Publications

 

A Cup of Cappuccino for the Entrepreneur’s Spirit - Volume I

Entrepreneurs’ Stories to Inspire and Energize Your Entrepreneurial Spirit

by Jeretta Horn Nord


Ropin’ the Dream

by Ruth Lance Wester and June Proctor

    Who would have dreamed a girl who had no brothers would spend her life in a man’s world, producing rodeos with her cowboy-roper husband, and live to write the story?  After high school, I joined the U.S. Air Force to see the world.  As a flight attendant, I saw enough of the Mediterranean Sea from points in North Africa and Italy that coming home to Oklahoma looked mighty good to me.

    In November 1961, after a brief courtship, Oklahoma calf roper Ken Lance and I were married in Chicago, where I rode into the arena at the National Cowboy Finals as the Rodeo Princess and rode out as Ken’s bride and soon-to-be business partner.

    Rodeo was in Ken’s blood.  “Ruthie,” he said, “we could turn this watermelon patch into a rodeo arena in our own backyard.”  In the summer of 1964, with seed money from my dad, L.L. Whitlock, and the support of Ken’s roping partner’s dad, Dea Lance, we realized our dream.  Hollywood Western star Tim Holt was featured every night in our five-thousand-seat all-steel arena hosting the annual Ada rodeo.  Cowboy champions competed with local bull riders and calf ropers.  Loretta Lynn sang at the dance in the open-air pavilion nearby.

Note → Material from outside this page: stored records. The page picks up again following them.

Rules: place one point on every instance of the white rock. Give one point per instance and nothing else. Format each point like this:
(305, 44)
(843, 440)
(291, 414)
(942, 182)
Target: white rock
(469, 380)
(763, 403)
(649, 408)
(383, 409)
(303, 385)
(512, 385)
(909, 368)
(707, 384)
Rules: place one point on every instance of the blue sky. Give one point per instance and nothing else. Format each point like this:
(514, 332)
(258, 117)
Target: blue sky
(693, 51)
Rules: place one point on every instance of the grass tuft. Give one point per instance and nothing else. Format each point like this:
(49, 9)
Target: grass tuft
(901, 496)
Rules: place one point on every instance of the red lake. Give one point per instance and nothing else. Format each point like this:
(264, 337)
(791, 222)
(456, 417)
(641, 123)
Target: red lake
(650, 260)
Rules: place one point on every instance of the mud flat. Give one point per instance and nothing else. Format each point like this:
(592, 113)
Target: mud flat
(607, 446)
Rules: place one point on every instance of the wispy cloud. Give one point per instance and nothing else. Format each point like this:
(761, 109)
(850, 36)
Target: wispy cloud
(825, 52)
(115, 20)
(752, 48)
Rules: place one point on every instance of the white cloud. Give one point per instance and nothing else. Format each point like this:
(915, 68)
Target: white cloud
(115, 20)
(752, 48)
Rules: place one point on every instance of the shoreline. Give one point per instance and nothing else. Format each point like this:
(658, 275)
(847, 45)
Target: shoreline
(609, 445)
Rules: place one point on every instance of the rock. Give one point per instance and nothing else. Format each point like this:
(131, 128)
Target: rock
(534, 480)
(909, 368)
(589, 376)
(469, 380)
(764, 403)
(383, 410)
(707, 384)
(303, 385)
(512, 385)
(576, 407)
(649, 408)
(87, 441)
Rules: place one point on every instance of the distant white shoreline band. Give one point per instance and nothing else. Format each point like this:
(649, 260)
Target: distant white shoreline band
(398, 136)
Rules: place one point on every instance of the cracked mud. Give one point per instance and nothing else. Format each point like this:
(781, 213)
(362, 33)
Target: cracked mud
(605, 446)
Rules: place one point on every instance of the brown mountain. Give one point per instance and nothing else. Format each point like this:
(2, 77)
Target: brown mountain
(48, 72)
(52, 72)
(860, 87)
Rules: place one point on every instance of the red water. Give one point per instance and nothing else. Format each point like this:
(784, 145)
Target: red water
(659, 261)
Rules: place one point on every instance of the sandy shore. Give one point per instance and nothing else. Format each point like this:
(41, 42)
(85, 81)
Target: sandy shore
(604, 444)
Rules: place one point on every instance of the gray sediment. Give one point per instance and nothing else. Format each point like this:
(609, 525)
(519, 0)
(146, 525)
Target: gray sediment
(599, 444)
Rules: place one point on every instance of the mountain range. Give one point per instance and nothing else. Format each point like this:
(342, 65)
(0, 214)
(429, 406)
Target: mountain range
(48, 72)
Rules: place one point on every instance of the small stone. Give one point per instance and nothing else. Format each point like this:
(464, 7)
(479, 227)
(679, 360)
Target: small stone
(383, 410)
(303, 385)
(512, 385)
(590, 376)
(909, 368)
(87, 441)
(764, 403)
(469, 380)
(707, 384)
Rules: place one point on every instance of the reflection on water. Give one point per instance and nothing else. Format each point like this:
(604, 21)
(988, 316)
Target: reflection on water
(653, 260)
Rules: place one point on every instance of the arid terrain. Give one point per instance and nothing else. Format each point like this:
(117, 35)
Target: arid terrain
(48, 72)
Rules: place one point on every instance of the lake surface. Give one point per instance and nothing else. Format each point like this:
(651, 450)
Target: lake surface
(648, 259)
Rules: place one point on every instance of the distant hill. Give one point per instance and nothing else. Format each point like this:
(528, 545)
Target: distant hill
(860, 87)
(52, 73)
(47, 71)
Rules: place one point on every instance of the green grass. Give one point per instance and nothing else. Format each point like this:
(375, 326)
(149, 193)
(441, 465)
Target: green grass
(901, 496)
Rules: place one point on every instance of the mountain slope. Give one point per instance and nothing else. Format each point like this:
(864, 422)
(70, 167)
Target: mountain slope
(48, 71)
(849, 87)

    Ken was roping his dream, and I was riding mine.  I quickly learned barrel riding and calf roping were not my winning talents.  However, partnering with Ken to produce and promote an affordable family-oriented annual rodeo uncovered other strengths I didn’t know I had.  While women were burning their bras in the 1960s for equal pay with  men, I was burning up the telephone wires, coordinating details with workers, celebrities, and advertising teams - men and women alike.

    Being a woman was not an issue.  In fact, we awarded cowgirls the same prize money as cowboys at the annual rodeo.  All-girl rodeos were held in the fall and spring.  The winner took away a Miley horse trailer and the popular Ken Lance shoulder-strap leather purse, which Ken and I made in our saddle shop.  Ken sold our last one right off my shoulder.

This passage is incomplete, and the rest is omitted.